Tiling detail, courtyard fountain
This tile arrangement formed one corner of the square that surrounded the central fountain of the courtyard at Duckenfield Park House. A central medallion depicts the interplay of a mermaid and a river diety. The mermaid holds a comb, an ancient nautical symbol of power over nature, in one hand and a mirror in the other, representing the moon. The river deity is Kalamos, shown holding a reed, or bul-rush, a symbol of love in ancient Greek mythology. They are surrounded by encaustic tiles depicting shells, fish and scrolling foliage.

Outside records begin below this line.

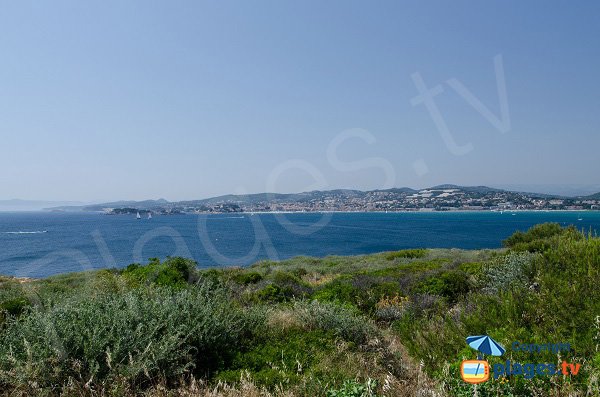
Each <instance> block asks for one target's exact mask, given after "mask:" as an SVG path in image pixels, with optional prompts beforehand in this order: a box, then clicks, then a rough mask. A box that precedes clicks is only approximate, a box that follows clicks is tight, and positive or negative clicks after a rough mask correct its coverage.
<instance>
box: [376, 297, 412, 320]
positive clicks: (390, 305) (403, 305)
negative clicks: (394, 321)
mask: <svg viewBox="0 0 600 397" xmlns="http://www.w3.org/2000/svg"><path fill="white" fill-rule="evenodd" d="M409 303H410V299H409V298H408V297H407V296H399V295H396V296H394V297H391V298H388V297H384V298H382V299H380V300H379V302H377V304H376V305H375V317H377V319H378V320H381V321H389V322H391V321H395V320H399V319H401V318H402V316H403V315H404V314H405V313H406V309H407V307H408V305H409Z"/></svg>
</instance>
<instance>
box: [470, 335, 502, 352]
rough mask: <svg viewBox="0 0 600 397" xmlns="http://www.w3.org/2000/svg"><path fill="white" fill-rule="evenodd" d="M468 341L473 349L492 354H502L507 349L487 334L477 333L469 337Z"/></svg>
mask: <svg viewBox="0 0 600 397" xmlns="http://www.w3.org/2000/svg"><path fill="white" fill-rule="evenodd" d="M467 343H468V344H469V346H471V347H472V348H473V349H475V350H477V351H479V352H480V353H482V354H487V355H491V356H501V355H503V354H504V353H505V352H506V350H505V349H504V348H503V347H502V346H500V344H499V343H498V342H496V341H495V340H493V339H492V338H490V337H489V336H487V335H476V336H469V337H467Z"/></svg>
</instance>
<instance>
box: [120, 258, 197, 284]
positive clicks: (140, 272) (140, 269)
mask: <svg viewBox="0 0 600 397" xmlns="http://www.w3.org/2000/svg"><path fill="white" fill-rule="evenodd" d="M196 265H197V264H196V262H194V261H193V260H190V259H185V258H180V257H174V258H168V259H167V260H165V261H164V262H162V263H161V262H160V260H159V259H157V258H151V259H150V262H149V263H148V264H147V265H140V264H137V263H134V264H131V265H129V266H127V267H126V268H125V269H124V270H123V271H122V275H123V276H124V277H125V278H126V279H129V280H131V281H132V282H133V283H134V284H136V285H146V284H149V283H153V284H156V285H161V286H166V287H174V288H182V287H184V286H186V285H187V284H188V283H194V282H196V281H197V280H198V272H197V270H196Z"/></svg>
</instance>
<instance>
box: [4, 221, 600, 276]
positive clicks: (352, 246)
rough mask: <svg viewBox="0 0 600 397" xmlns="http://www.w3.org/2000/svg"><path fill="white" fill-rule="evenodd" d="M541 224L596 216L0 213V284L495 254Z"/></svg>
mask: <svg viewBox="0 0 600 397" xmlns="http://www.w3.org/2000/svg"><path fill="white" fill-rule="evenodd" d="M543 222H556V223H559V224H561V225H565V226H566V225H574V226H575V227H577V228H578V229H583V230H585V231H586V232H587V231H591V232H592V233H597V232H598V231H600V211H582V212H573V211H551V212H542V211H537V212H522V211H517V212H510V211H508V212H507V211H505V212H503V213H501V212H484V211H477V212H401V213H381V212H377V213H373V212H371V213H257V214H240V213H234V214H202V215H191V214H186V215H170V216H159V215H155V216H154V217H153V218H152V219H146V218H145V217H142V219H136V217H135V216H130V215H105V214H101V213H85V212H73V213H68V212H64V213H62V212H0V274H1V275H8V276H17V277H32V278H40V277H46V276H50V275H56V274H62V273H70V272H79V271H87V270H94V269H102V268H121V267H125V266H127V265H129V264H131V263H145V262H147V260H148V259H149V258H161V259H164V258H166V257H168V256H184V257H188V258H193V259H194V260H196V261H197V262H198V265H199V267H201V268H208V267H215V266H248V265H250V264H252V263H255V262H257V261H260V260H265V259H270V260H281V259H287V258H291V257H294V256H299V255H303V256H314V257H324V256H327V255H360V254H370V253H375V252H382V251H391V250H400V249H405V248H420V247H424V248H460V249H483V248H499V247H501V246H502V240H504V239H506V238H507V237H508V236H510V235H511V234H512V233H514V232H515V231H517V230H526V229H528V228H529V227H531V226H533V225H535V224H538V223H543Z"/></svg>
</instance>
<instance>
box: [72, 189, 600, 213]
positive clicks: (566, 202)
mask: <svg viewBox="0 0 600 397" xmlns="http://www.w3.org/2000/svg"><path fill="white" fill-rule="evenodd" d="M81 209H83V210H87V211H102V212H104V213H106V214H110V215H121V214H131V213H133V214H135V213H137V212H141V213H142V214H145V213H154V214H159V215H177V214H186V213H192V214H194V213H234V212H247V213H259V212H327V211H332V212H386V211H387V212H397V211H523V210H527V211H532V210H539V211H551V210H562V211H565V210H571V211H583V210H599V209H600V194H599V193H597V194H594V195H590V196H583V197H561V196H553V195H545V194H539V193H523V192H514V191H507V190H501V189H494V188H489V187H485V186H476V187H463V186H455V185H440V186H435V187H432V188H427V189H421V190H414V189H410V188H395V189H386V190H372V191H359V190H344V189H340V190H329V191H312V192H305V193H297V194H280V193H273V194H271V193H262V194H250V195H228V196H221V197H215V198H209V199H204V200H193V201H179V202H169V201H166V200H157V201H152V200H149V201H144V202H117V203H106V204H98V205H94V206H87V207H83V208H81Z"/></svg>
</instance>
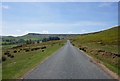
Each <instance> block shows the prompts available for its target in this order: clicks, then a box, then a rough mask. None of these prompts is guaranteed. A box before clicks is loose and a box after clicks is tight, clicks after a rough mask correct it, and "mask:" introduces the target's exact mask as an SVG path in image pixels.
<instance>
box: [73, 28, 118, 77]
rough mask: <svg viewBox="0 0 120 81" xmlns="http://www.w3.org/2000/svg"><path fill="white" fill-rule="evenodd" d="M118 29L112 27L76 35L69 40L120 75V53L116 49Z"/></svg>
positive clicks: (83, 50)
mask: <svg viewBox="0 0 120 81" xmlns="http://www.w3.org/2000/svg"><path fill="white" fill-rule="evenodd" d="M118 31H120V28H119V27H113V28H111V29H108V30H105V31H101V32H99V33H93V34H92V33H91V34H86V35H82V36H78V37H77V38H75V39H71V42H72V43H73V45H75V46H76V47H78V48H79V49H80V50H83V51H85V52H87V54H89V55H91V56H93V57H94V58H95V59H97V60H99V61H101V62H102V63H103V64H104V65H106V66H107V67H108V68H109V69H110V70H112V71H114V72H116V73H117V74H118V75H120V65H119V61H120V54H119V50H118V45H119V42H120V38H118Z"/></svg>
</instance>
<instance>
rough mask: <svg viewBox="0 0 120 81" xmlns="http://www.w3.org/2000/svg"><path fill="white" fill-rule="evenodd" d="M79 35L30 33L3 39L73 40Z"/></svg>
mask: <svg viewBox="0 0 120 81" xmlns="http://www.w3.org/2000/svg"><path fill="white" fill-rule="evenodd" d="M78 35H79V34H38V33H28V34H26V35H23V36H18V37H14V36H2V38H3V39H25V40H27V39H32V40H39V39H43V38H49V37H60V38H61V39H66V38H71V37H75V36H78Z"/></svg>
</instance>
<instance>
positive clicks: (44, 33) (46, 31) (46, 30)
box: [40, 30, 49, 34]
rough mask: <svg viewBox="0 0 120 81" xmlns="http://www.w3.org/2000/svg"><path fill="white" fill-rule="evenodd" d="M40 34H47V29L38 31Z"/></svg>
mask: <svg viewBox="0 0 120 81" xmlns="http://www.w3.org/2000/svg"><path fill="white" fill-rule="evenodd" d="M40 33H41V34H49V32H48V31H47V30H43V31H42V32H40Z"/></svg>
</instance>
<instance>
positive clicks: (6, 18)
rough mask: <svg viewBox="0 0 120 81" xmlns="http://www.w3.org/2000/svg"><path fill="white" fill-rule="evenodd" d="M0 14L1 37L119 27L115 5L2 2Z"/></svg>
mask: <svg viewBox="0 0 120 81" xmlns="http://www.w3.org/2000/svg"><path fill="white" fill-rule="evenodd" d="M0 10H2V18H3V19H2V26H3V29H2V31H1V32H0V35H2V36H22V35H26V34H28V33H39V34H84V33H91V32H98V31H102V30H106V29H109V28H112V27H114V26H118V4H117V2H72V3H69V2H63V3H60V2H47V3H45V2H38V3H36V2H26V3H25V2H20V3H19V2H11V3H9V2H4V3H2V4H1V9H0ZM13 29H14V30H13Z"/></svg>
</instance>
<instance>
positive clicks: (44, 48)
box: [2, 41, 65, 79]
mask: <svg viewBox="0 0 120 81" xmlns="http://www.w3.org/2000/svg"><path fill="white" fill-rule="evenodd" d="M64 44H65V41H49V42H46V43H40V44H29V45H23V46H22V47H17V48H8V49H4V50H3V53H2V55H3V56H5V57H6V58H7V60H6V61H4V62H3V63H2V65H3V73H2V78H3V79H17V78H20V77H22V76H23V75H24V74H26V73H27V72H28V71H30V70H31V69H32V68H34V67H35V66H37V65H39V64H40V63H41V62H43V61H44V60H45V59H46V58H47V57H49V56H51V55H52V54H55V52H56V51H57V50H58V49H59V48H61V47H62V46H63V45H64ZM42 47H46V48H44V49H42ZM35 48H39V49H36V50H32V49H35ZM26 49H27V50H29V51H27V52H26ZM15 50H16V51H17V52H15V53H14V51H15ZM6 51H9V53H10V54H11V55H14V58H10V57H8V56H7V55H5V52H6Z"/></svg>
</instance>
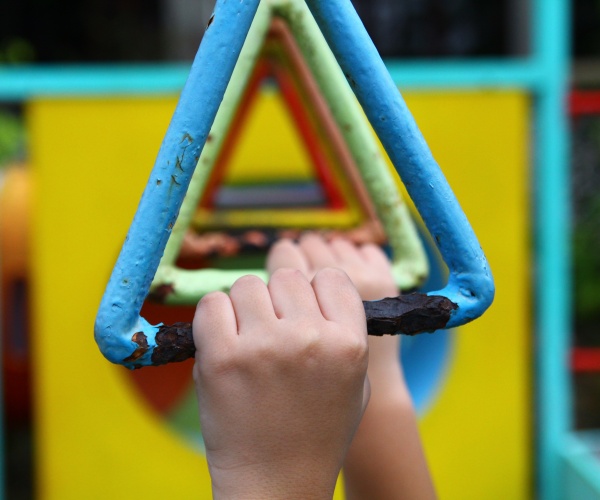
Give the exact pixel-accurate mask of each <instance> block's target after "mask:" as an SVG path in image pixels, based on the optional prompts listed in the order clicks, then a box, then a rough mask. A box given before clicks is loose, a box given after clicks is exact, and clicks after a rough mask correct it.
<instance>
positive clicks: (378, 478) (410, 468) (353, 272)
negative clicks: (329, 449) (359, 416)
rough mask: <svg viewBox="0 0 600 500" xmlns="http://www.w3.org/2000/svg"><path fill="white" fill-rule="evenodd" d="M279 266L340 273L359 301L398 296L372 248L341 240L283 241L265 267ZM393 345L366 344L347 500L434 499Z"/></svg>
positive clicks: (397, 344)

Examples of encaustic tiles
This catalogue of encaustic tiles was produced by a short-lived company formed by George Barr of Worcester in partnership with Fleming St John. The 77 designs included in the catalogue were derived from tiles uncovered by the antiquary John Gough Nichols (1806-1873) in medieval churches in the English counties of Worcestershire and Hampshire. Nichols’ work was published in four parts between c1842 and 1845 and was an influential Gothic Revival source for tile manufacturers both in England and France.
Courtyard fountain, 1970s
In early 1872 the garden embellishments at Duckenfield Park House were a work in progress. The grounds were being laid out by Mr Frederick Creswick, a landscape gardener from Sydney, with terraces and shrubberies and plans for a fountain. (Maitland Mercury 26 March 1972) The fountain shown in this photograph of the courtyard was manufactured by the Coalbrookdale Company, Shropshire, a leading British manufacturer of garden ornament in the 19th century. At their ironworks in Ironbridge Gorge the company produced garden chairs, seats and benches, flower stands, conservatory fittings, vases and urns, statues, garden rollers and fountains. This particular fountain appears in Section III of the company’s 1875 sectional catalogue (held by the Caroline Simpson Library & Research Collection) where it is titled ‘Boys’ and shows that in its original form the boys held a second, smaller basin with a bronze jet. The design was still available and illustrated in the company’s Spring Catalogue issued in April 1888.